- Tikunia Tikunia, Kheri
- Coordinates: 28°22′59″N 80°57′59″E﻿ / ﻿28.38317°N 80.966478°E
- Country: India
- State: Uttar Pradesh
- District: Kheri

Languages
- • Official: Hindi
- Time zone: UTC+5:30 (IST)
- Postal code: 262906

= Tikunia =

Tikunia is a nagar panchayat in Lakhimpur Kheri district in the Indian state of Uttar Pradesh.
Khairatiya village is near about 10 km from tikunia in the east side.

==Location==
Tikunia is very close to the boundary of Nepal, and residents have easy access to Nepal.

== History ==
In 2021, Lakhimpur Kheri massacre occurred on the Tikonia-Banbirpur road near Banbirpur village in the Tikunia area. It was a vehicle-ramming attack and mob lynching incident during farmers’ protest against the three farm laws passed by the BJP led Union Government. It happened on 3 October 2021 at Tikunia in Lakhimpur Kheri district, Uttar Pradesh, India resulting in deaths of eight people and injuries to 10 others. Four protesters and a journalist were run over by the car, three others were killed in the subsequent violence. Two First information reports (FIR) on the incident were filed in the Tikunia police station.

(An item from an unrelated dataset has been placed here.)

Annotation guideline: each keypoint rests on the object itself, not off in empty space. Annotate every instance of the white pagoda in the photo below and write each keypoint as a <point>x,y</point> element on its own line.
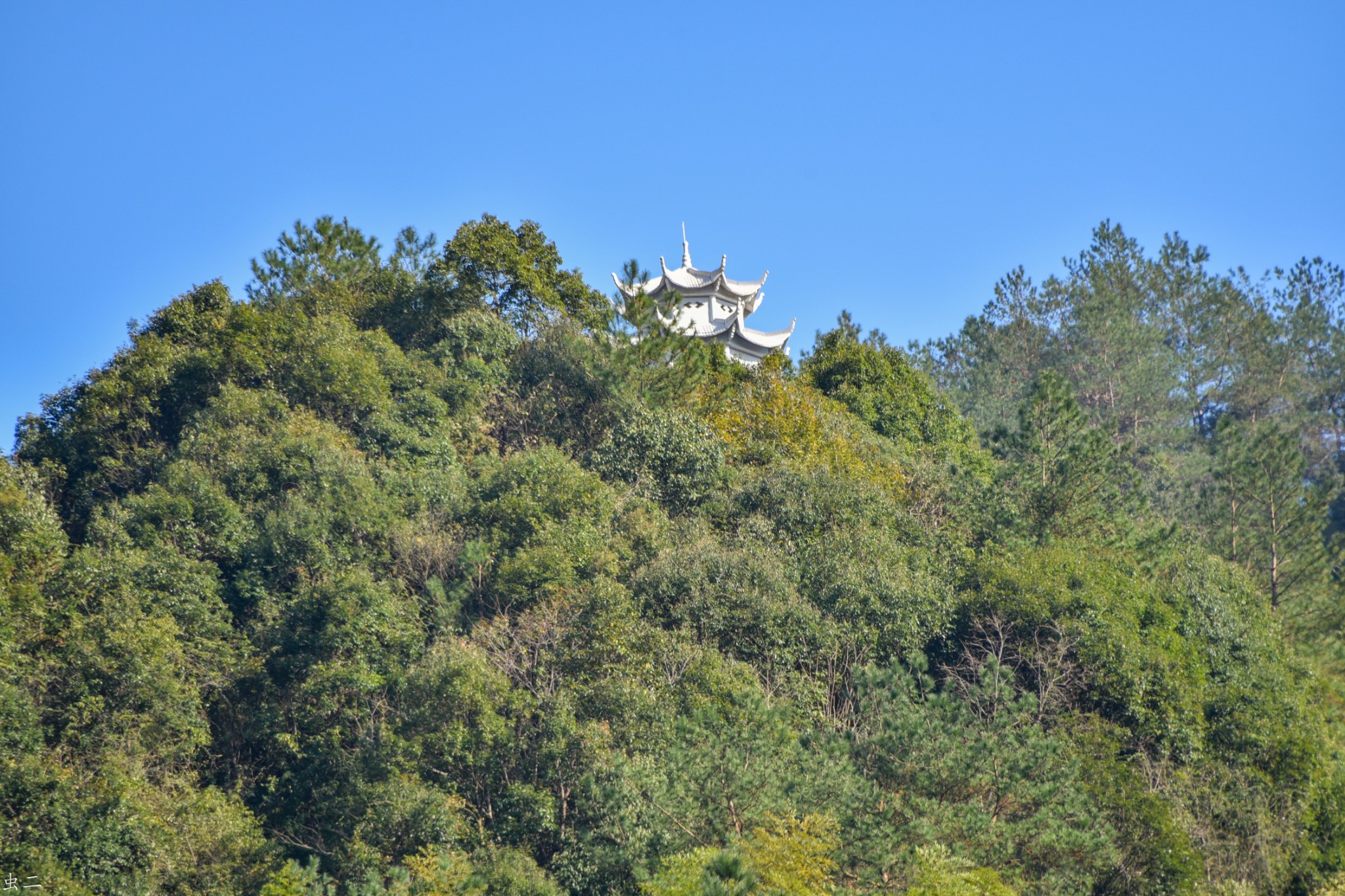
<point>712,307</point>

==Administration and politics==
===Services===
Tikunia police station serves the area.

==Transport==
Tikunia is 188 km. from the state capital Lucknow and 84.4 km from Lakhimpur Kheri. Tikunia can be reached by road following State Highway 21 (SH21).

Tikonia-Banbirpur road connects Tikunia with Banbirpur village.

Tikunia has a railway station and can be easily reached by train or UPSRTC Bus services.